As a person diagnosed with type 1 diabetes myself a little more than 25 years ago, I have spent my professional life working in support of scientists and clinicians who believe that insulin therapy should mimic pancreatic insulin that reaches the liver more directly. We refer to this as the “where?” question: “Where does insulin go after it is injected?” Just as location is everything in real estate, where insulin works is critically important in developing an effective insulin therapy.

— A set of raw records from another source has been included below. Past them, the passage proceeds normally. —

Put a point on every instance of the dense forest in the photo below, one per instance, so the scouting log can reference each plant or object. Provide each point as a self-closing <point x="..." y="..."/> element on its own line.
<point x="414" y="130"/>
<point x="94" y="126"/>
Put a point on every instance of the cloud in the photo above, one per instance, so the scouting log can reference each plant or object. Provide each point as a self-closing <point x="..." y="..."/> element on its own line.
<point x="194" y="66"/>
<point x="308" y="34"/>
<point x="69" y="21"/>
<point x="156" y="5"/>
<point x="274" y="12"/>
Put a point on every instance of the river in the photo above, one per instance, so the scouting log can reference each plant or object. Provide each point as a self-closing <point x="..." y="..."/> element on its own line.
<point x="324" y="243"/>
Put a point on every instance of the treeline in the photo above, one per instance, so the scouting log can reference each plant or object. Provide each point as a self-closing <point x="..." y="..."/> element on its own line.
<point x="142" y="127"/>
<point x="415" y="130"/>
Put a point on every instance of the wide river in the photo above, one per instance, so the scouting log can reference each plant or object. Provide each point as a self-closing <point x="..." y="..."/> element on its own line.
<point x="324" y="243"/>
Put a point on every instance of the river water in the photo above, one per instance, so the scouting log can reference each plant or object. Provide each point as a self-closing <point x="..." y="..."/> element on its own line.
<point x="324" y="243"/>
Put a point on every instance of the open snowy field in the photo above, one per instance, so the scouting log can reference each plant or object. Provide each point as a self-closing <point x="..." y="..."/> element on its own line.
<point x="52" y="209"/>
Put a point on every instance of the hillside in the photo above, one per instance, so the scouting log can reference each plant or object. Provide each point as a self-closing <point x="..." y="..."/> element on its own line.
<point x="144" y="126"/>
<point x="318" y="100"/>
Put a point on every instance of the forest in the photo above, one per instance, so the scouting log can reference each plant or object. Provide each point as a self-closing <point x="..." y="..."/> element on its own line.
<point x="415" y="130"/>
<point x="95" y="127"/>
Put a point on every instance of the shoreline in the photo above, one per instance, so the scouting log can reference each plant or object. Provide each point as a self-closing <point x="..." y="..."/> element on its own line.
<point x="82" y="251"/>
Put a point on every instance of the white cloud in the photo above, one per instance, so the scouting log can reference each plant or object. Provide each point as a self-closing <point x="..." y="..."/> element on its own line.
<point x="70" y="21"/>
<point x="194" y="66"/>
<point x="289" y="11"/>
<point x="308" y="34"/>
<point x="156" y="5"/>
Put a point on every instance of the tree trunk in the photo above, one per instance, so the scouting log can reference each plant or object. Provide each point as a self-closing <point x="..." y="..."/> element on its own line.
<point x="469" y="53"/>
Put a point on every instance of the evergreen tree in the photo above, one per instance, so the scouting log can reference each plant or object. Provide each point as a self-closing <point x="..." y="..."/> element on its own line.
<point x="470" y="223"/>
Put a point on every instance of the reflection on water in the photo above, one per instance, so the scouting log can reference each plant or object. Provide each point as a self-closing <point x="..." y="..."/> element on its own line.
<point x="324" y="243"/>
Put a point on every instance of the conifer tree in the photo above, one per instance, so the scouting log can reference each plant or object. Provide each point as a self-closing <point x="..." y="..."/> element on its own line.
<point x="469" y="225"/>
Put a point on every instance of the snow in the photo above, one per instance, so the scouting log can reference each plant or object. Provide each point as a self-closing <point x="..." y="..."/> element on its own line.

Why does islet cell transplantation work? Because it restores insulin in the liver. Why does a dual insulin/glucagon closed loop system make more sense than an insulin-only system? Because a dual hormone system recognizes the powerful ability of the liver’s glucagon response in counteracting hypoglycemia. These technologies are focused on the goal of restoring normal physiology, but the missing piece is still the availability of an insulin that is liver cell specific.
Interestingly, it took 50 years after the discovery of insulin before researchers at Columbia University found out that injected insulin does not reach the liver. Frustratingly, almost another 50 years have passed, and we still do not have insulin therapies that can set things in motion in the liver the way normal insulin does.
Diasome represents a team of scientists, physiologists, formulation chemists, diabetologists, clinicians and entrepreneurs who are all dedicated to bringing the first liver-targeted insulin to patients. We believe that a Person With Diabetes’ Bill of Rights would begin with having access to insulin therapies that really mimic normal physiology, starting with insulins that “set things in motion” in the right amount and at the right time, but most importantly, in the right place.
Our guiding principles include the recognition that insulin is very powerful and that all injected insulins should be liver targeted because all pancreatic insulin is, by definition, liver targeted. In glucose metabolism, location is everything, and at Diasome #WeTellInsulinWhereToGo.